Well found out im 4weeks pregnant but been getting period type cramps so was sent to hosp for bloods and early scan 

my hcg came back at 1200which they said was high for 4 weeks doing another tomorrow to compare to yesterdays 
but today they scaned me (internal) they could see a 3mm sack but also found that i have a cyst and say that the preganancy may still be in tubes as this sac could just be something else 

im so scared this preganancy is going to go wrong too :( i keep telling myself my hcg is high which is good buti have everything crossed it will double tomorrow

guess this cyst thing is whats worrying me and im scared its this thats making my hcg high and not the pregnancy 

im rambling i know but just so many thoughts going through my head 

anyone else have similar symptoms or cyst ? xx


----------



## hb1

:hugs:

One of the symtoms of a cyst on your ovaries would be pain but I have never had a cyst in a tube - fxd it's not anything bad.

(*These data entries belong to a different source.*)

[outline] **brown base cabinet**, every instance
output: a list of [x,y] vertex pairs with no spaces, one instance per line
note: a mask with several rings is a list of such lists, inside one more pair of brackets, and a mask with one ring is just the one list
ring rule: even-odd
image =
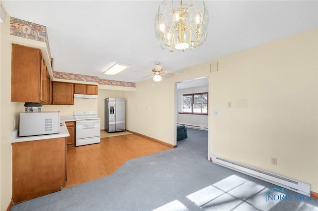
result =
[[68,147],[73,147],[75,145],[75,122],[66,122],[70,136],[66,137],[66,144]]
[[14,204],[61,190],[66,179],[66,138],[12,143]]

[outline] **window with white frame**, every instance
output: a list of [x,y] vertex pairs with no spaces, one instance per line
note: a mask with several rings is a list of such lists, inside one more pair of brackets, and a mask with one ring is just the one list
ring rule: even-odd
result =
[[208,93],[183,95],[182,113],[208,115]]

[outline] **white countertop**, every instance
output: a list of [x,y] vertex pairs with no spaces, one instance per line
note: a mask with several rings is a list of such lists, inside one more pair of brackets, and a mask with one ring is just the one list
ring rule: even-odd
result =
[[74,116],[62,116],[61,117],[61,122],[73,122],[74,121],[76,121],[74,118]]
[[71,118],[68,118],[67,121],[61,118],[61,122],[62,126],[61,126],[60,132],[54,134],[49,135],[40,135],[38,136],[18,136],[18,130],[15,130],[11,132],[11,143],[21,142],[23,141],[36,141],[43,139],[55,139],[56,138],[63,138],[70,136],[69,131],[65,125],[65,121],[75,121],[73,117],[74,120],[69,120]]

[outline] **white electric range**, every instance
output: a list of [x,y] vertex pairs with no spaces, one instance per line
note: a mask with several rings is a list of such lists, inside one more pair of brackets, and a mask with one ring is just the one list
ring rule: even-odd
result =
[[76,146],[100,143],[100,118],[97,117],[97,111],[74,111],[74,118]]

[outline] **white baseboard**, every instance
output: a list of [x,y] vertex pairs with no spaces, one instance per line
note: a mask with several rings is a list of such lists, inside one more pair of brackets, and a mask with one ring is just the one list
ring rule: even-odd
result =
[[217,156],[212,156],[212,162],[306,196],[310,196],[311,194],[310,184],[309,183],[288,178],[281,175],[238,163]]

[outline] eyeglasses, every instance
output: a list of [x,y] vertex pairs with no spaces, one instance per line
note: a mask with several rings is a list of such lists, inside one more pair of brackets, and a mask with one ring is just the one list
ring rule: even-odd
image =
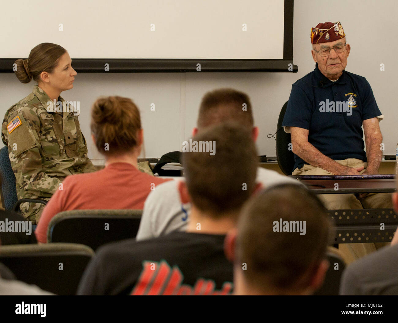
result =
[[317,51],[316,49],[314,49],[314,50],[317,53],[319,53],[320,56],[323,57],[326,57],[326,56],[329,56],[330,53],[330,51],[332,49],[334,49],[334,51],[336,53],[343,53],[343,52],[345,50],[345,44],[339,44],[336,46],[334,46],[333,47],[330,47],[328,48],[322,48],[319,51]]

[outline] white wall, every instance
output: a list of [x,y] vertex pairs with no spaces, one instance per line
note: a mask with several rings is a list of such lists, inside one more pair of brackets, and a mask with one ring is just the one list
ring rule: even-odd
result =
[[[144,131],[146,157],[158,157],[181,150],[182,141],[189,137],[195,125],[200,100],[206,92],[220,87],[233,88],[246,92],[251,98],[255,122],[260,129],[259,155],[275,156],[275,140],[267,138],[267,135],[276,131],[279,112],[289,98],[291,84],[314,67],[310,53],[311,27],[319,22],[339,20],[351,47],[346,70],[366,77],[372,86],[385,116],[380,123],[384,154],[393,155],[398,141],[395,59],[398,50],[397,14],[398,4],[394,0],[296,0],[293,57],[298,66],[297,73],[80,73],[74,88],[61,96],[68,100],[80,101],[80,123],[90,142],[90,158],[101,159],[90,141],[90,108],[98,96],[111,94],[130,97],[138,106]],[[269,30],[272,32],[272,28]],[[382,63],[385,64],[384,71],[380,70]],[[12,74],[0,74],[0,115],[27,95],[33,85],[20,83]],[[150,111],[151,103],[155,104],[154,112]]]

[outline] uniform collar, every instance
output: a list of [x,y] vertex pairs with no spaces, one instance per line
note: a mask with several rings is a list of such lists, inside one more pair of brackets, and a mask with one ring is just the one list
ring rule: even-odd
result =
[[[47,109],[47,107],[48,105],[47,102],[49,101],[52,101],[51,99],[50,98],[50,97],[47,95],[47,93],[43,91],[37,85],[35,85],[34,87],[33,88],[33,91],[32,91],[33,93],[37,97],[37,98],[39,99],[39,100],[40,102],[40,103],[42,104],[43,107],[45,109]],[[60,96],[58,97],[58,101],[61,101],[63,102],[65,101]],[[54,107],[55,108],[55,106]],[[63,115],[63,113],[62,112],[57,112],[54,111],[55,113],[57,113],[59,114],[60,114],[61,115]]]
[[318,83],[319,84],[322,84],[323,88],[330,86],[333,84],[345,84],[347,82],[347,77],[345,70],[343,70],[341,76],[335,82],[332,82],[321,72],[318,67],[318,63],[315,63],[315,69],[314,72]]

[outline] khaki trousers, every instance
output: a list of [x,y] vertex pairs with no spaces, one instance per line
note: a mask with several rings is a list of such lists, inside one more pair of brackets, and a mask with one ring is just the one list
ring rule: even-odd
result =
[[[363,166],[363,173],[368,163],[355,158],[348,158],[341,161],[335,161],[341,165],[350,167]],[[304,164],[299,169],[296,168],[292,175],[333,175],[332,173],[320,167]],[[322,194],[318,196],[329,209],[357,209],[392,208],[391,193],[369,193],[366,196],[360,198],[354,194]],[[390,243],[341,243],[339,245],[339,250],[343,254],[345,260],[350,263],[364,256],[389,244]]]

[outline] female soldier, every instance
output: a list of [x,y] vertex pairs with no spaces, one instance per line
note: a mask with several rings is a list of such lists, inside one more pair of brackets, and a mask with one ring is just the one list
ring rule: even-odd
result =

I don't think a cyst would cause hcg to be produced.

Hope someone has some experience to share

good luck

hx


----------



## gemstone

happened to me too babe! they thought mine was a sudo sac.. found that out at 6weeks wen i had some pain.. i was taken into hopsital and they did a scan my sac was only 5mm and they said that it may hav been to early but wiv my bloods at 1900.. they said they expect to see something. so i had to go back for bloods every 2 days and scan like every 10 days . my hcg didn't doubled like they wanted, only by 58% and they like to see a increase of at least 60%.so i had anoter sac in 10 days and still no change. so was trold to come in for another scan in 7 days. i got a call after my last lots of bloods, was told to come straight to the hospital right away! had my own side room and wasn't told really want was going on! my mum is a head midwife so i made sure they new who i was.. and that if somebody didn't tell i was going to go mad. i was then told they thought it was in my tubes and i had to had laparoscopy... i was told they wouldn't let me go home til i had had one. so i was taken down.. after being told that there is a 10% chance i will lose the baby anyways. i had it only to b told they was wrong.. and i went on the lose the baby over the next few weeks. i hope this doesn't happen to u.. but u do hav to think that eptopic is deadly and u wouldn't want anything bad to happen to urself. wish u all the best. and hoping this one is ok.. i got preg the very next cycle by the way.. and am now 10 weeks preg! gd luck.. sorry hope i haven't scared u.. just reminded me of wat happened to me x


----------



## tinks28

Thanks for the replies girls been so worried get my second hcg test results today 

Sudo sack ... thats word i couldnt remember she said it could be that they could see or it could be the pregnancy having another scan in 10 days such nerve wrecking wait 

my cramps seem to have gone now .. hoping thats a good sign but dont want to get my hopes up xx


----------



## gemstone

hd luck let me no how u get on :O) fingers crossed for u! x


----------



## 24/7

I had an early scan on thursday and they saw a cyst on one of my ovaries too, but beanie was well and at six weeks exactly we saw the heart beat too. xx


----------



## jenny25

i have a cyst on my left ovary they call it a corpus luteum basically its a good thing which helps sustain the pregnancy it produces estrogen and progesterone until the placenta takes over my cyst was 34mm x32mm i had pain and thats what it was cause of the cyst sometimes people dont feel pain with it but they may keep an eye on it so it doesnt cause ovarian torsion x


----------



## tinks28

thanks girls i feel alot better about it now :) so staying hopeful

gotmy second hcg results back they were 2886 :) so had more than doubled 

they have booked me in for another scan in ten days so will hopefully see a bit more then as i should be about 6 weeks by then 

so nervous that im going to mc again but staying positive and seeing it in tiny steps 

thanks for all your support xx


----------



## secretbaby

Ovarian cysts - everyone has one to keep the pregnany going until the placenta takes over - the cyst then normally shrinks - ocassionally it doesn't (i had one that was over 10 cm removed - it has over 1 1/2 liters of fluid in it and I think it had been there for years).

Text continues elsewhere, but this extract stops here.